With millions of Brits set to use buy now, pay later options for their Christmas shopping, new research from Barclays suggests that many do not fully understand how the products work.
In a survey of 2000 Brits by Opinium for Barclays, more than a quarter say they have used BNPL. OF these, 46% say they are likely to use the option again to spread the cost of their Christmas shopping.
However, the data shows that shoppers’ knowledge of BNPL products is patchy, with two in five admitting they lack a full understanding of how the products work. And with 35% admitting they’re more likely to use BNPL as the cost of everyday living increases, Barclays claims that a growing indebtedness bubble could be on the horizon unless steps are taken to fully regulate lending at the point of sale.
Over a third admit to using BNPL to buy more than they are able to afford and a quarter report struggling to keep track of their spending having taken out loans with several BNPL providers. One in four say this has caused them to miss a repayment.
Barclays, which is one of the country’s biggest credit card providers, stresses the risks associated with the lack of regulation for BNPL products, something which the FCA is in the process of addressing.
Antony Stephen, CEO, Barclays Partner Finance, says: “This research shows that more must be done to educate consumers using unregulated ‘buy now pay later’ products.

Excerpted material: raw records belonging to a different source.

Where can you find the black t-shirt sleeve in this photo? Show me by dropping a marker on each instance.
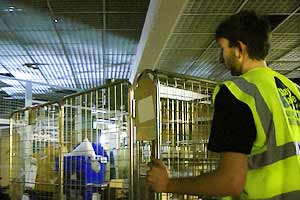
(233, 128)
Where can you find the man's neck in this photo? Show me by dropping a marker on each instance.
(253, 64)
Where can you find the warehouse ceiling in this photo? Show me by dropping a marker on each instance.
(190, 47)
(63, 46)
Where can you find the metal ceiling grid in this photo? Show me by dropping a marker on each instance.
(26, 20)
(283, 66)
(273, 7)
(37, 37)
(127, 6)
(7, 105)
(65, 40)
(121, 42)
(190, 23)
(195, 41)
(28, 74)
(61, 6)
(181, 54)
(8, 50)
(3, 70)
(293, 55)
(291, 25)
(78, 21)
(202, 17)
(208, 58)
(275, 54)
(44, 49)
(58, 74)
(212, 6)
(285, 41)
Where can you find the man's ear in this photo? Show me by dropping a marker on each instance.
(241, 49)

Too many people are taking out these loans without realising the impact it could have on their finances and with festive shopping in full swing, it’s important shoppers don’t run risk of signing up to agreements, which they may struggle to repay affordably in future.
“To protect consumers against taking on more debt than they can comfortably afford to repay, and to ensure minimum standards exist across the sector, we believe regulation should ensure all BNPL providers are required to undertake appropriate affordability assessments, consistent with those in place for other regulated consumer credit products.”